# W9 - October 18 - Pandas DataFrames

Pandas is a third-party library (not in the Standard Libraray), included with the Anaconda Distribution. Hence, you don't need to install it in the default Anaconda environment (`base`).

**Why use Pandas?**

The `pandas` package provides the DataFrame object, which is basically the equivalent of a spreadsheet table.
- As opposed to `numpy` arrays, DataFrames can contain a mixture of different data types in each column. DataFrames also have named columns and rows (indexes). 
- While dictionaries allow you to work with different data types, `pandas` also contains many functions and methods to manipulate the data inside the DataFrame.

These features are very useful for statistical calculations.

https://pandas.pydata.org/docs/

In [None]:
import pandas as pd

`pd` is the conventional alias for `pandas`.

## The `pandas` DataFrame

### From arrays

A DataFrame can be created from a dictionary, where each key corresponds to the column name and the values are in the form of `numpy` array or lists.

For example, the projectile motion problem from HW3:

In [None]:
import numpy as np
from scipy.constants import g

# Create numpy arrays
angles = np.arange(30, 91)
t = 2 * np.sin(np.radians(angles)) / g
h = np.sin(np.radians(angles)) ** 2 / (2 * g)
d = np.sin(2 * np.radians(angles)) / g

df_projectile = pd.DataFrame({"Angles": angles,
                              "Time of Flight": t,
                              "Maximum Height": h,
                              "Range": d})
df_projectile.set_index("Angles", inplace=True)  # inplace keyword is important. Without it, a new DataFrame is created.
df_projectile

### Accessing columns

Columns can be easily accessed, similar to dictionaries

In [None]:
df_projectile["Range"]

Or as attributes of the DataFrame object

In [None]:
df_projectile.Range

***Note:*** The latter only works if the column already exists. You cannot set a new column this way. For example:

In [None]:
# Create a DataFrame
df_example = pd.DataFrame({"A": [0, 1, 2], "B": [7, 13, 42]})
df_example

In [None]:
# Change the values of column B
df_example["B"] = [10, 50, 99]
df_example

In [None]:
# Add a column C
df_example["C"] = [100, 255, 924]
df_example

In [None]:
# Change the values of column B using the attribute
df_example.B = [5555, 2222, 9999]
df_example

In [None]:
# Add a column D using the attribute
df_example.D = [0, 10, 0]

**Object Types**

In [None]:
type(df_projectile)

In [None]:
type(df_projectile.Range)

In [None]:
df_projectile.columns

In [None]:
type(df_projectile.columns)

In [None]:
df_projectile.index

In [None]:
type(df_projectile.index)

### Access Rows and Columns with `.loc()` and `.iloc()`

Use the **`.loc()`** method to access rows and columns by ***values***.

In [None]:
df_projectile

`df.loc[row, column]` will return specific values

In [None]:
df_projectile.loc[90, "Time of Flight"]

In [None]:
type(df_projectile.loc[90, "Time of Flight"])

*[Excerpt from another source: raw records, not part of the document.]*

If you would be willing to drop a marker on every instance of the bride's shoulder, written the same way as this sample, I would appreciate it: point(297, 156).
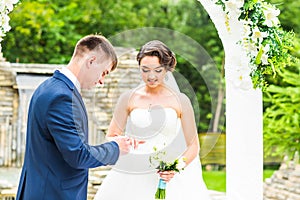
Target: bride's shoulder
point(183, 98)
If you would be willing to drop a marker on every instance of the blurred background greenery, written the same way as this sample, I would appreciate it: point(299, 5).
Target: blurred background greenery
point(45, 31)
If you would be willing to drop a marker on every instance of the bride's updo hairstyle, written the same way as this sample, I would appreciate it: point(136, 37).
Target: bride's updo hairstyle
point(156, 48)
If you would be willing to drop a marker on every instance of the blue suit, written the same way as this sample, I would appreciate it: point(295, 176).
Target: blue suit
point(57, 154)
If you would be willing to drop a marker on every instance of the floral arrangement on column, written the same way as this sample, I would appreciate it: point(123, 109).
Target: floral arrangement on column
point(266, 43)
point(6, 6)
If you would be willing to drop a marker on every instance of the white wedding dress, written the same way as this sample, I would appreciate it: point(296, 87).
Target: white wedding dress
point(134, 178)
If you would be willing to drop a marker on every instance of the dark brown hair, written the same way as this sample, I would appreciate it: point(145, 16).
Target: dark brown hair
point(96, 43)
point(157, 48)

You can pass multiple columns as lists

In [None]:
df_projectile.loc[90, ["Range", "Maximum Height"]]

In [None]:
type(df_projectile.loc[90, ["Range", "Maximum Height"]])

Passing multiple rows returns a DataFrame

In [None]:
df_projectile.loc[[45, 90]]

In [None]:
type(df_projectile.loc[[45, 90]])

In [None]:
df_projectile.loc[[45, 90], ["Range", "Time of Flight"]]

In [None]:
type(df_projectile.loc[[45, 90], ["Range", "Time of Flight"]])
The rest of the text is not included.